Furthermore, the open flame observed in adiabatic tests was absent. Any sparks or ignition of vented gases were immediately quenched by the surrounding oxygen-free, non-flammable dielectric fluid, eliminating the fire hazard. The physical damage to the triggered cell was also less severe.
The third repeat test at 2 C, where thermal runaway did not occur, highlights the role of stochastic factors like slight variations in internal resistance or precise rupture timing. In this case, the heat dissipation balance held, and the cell failed “safely” at a very low temperature (~43°C), similar to the 0.5 C and 1 C results.
3. Conclusion
This experimental investigation unequivocally demonstrates the profound effectiveness of single-phase immersion cooling in enhancing the safety of lithium-ion battery systems against overcharge-induced thermal runaway. The key findings are:
- Complete Suppression at Lower Overcharge Rates: For overcharge rates of 0.5 C and 1 C, the immersion cooling system successfully prevented thermal runaway in the lithium-ion battery altogether. The cells failed in a benign, controlled manner with maximum temperatures below 31°C, as the coolant’s heat removal capacity exceeded the internal heat generation rate, suppressing all chain exothermic reactions.
- Mitigation and Containment at Higher Rates: At a 2 C overcharge rate, the system reached a borderline condition. While single-cell thermal runaway could occur, its severity was drastically reduced (lower peak temperature, no sustained fire), and crucially, thermal propagation to neighboring cells was completely arrested. All adjacent lithium-ion batteries in the module remained below 49°C, demonstrating perfect propagation prevention.
- Dual Safety Mechanism: The immersion coolant provides a dual safety function: (a) Thermal Sinking: Its high heat capacity absorbs abuse-related heat, delaying or preventing temperature escalation. (b) Hazard Isolation: It acts as an oxygen-deprived, fire-suppressing barrier that quenches flames and isolates a failing cell, preventing secondary fires and module-wide cascade failure.
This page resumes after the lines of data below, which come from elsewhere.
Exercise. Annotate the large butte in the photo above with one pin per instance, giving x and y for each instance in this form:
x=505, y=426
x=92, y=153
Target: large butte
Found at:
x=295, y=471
The study underscores that for a given lithium-ion battery and immersion coolant, there exists a critical abuse power input (e.g., overcharge C-rate) below which thermal runaway can be reliably prevented. Even above this threshold, the technology offers vital second-line defense by containing the failure to a single cell, thereby transforming a potentially catastrophic module event into a manageable single-point failure. These results provide strong experimental support for the adoption of direct immersion cooling as a robust thermal management and safety solution for high-risk or high-value energy storage applications utilizing lithium-ion batteries.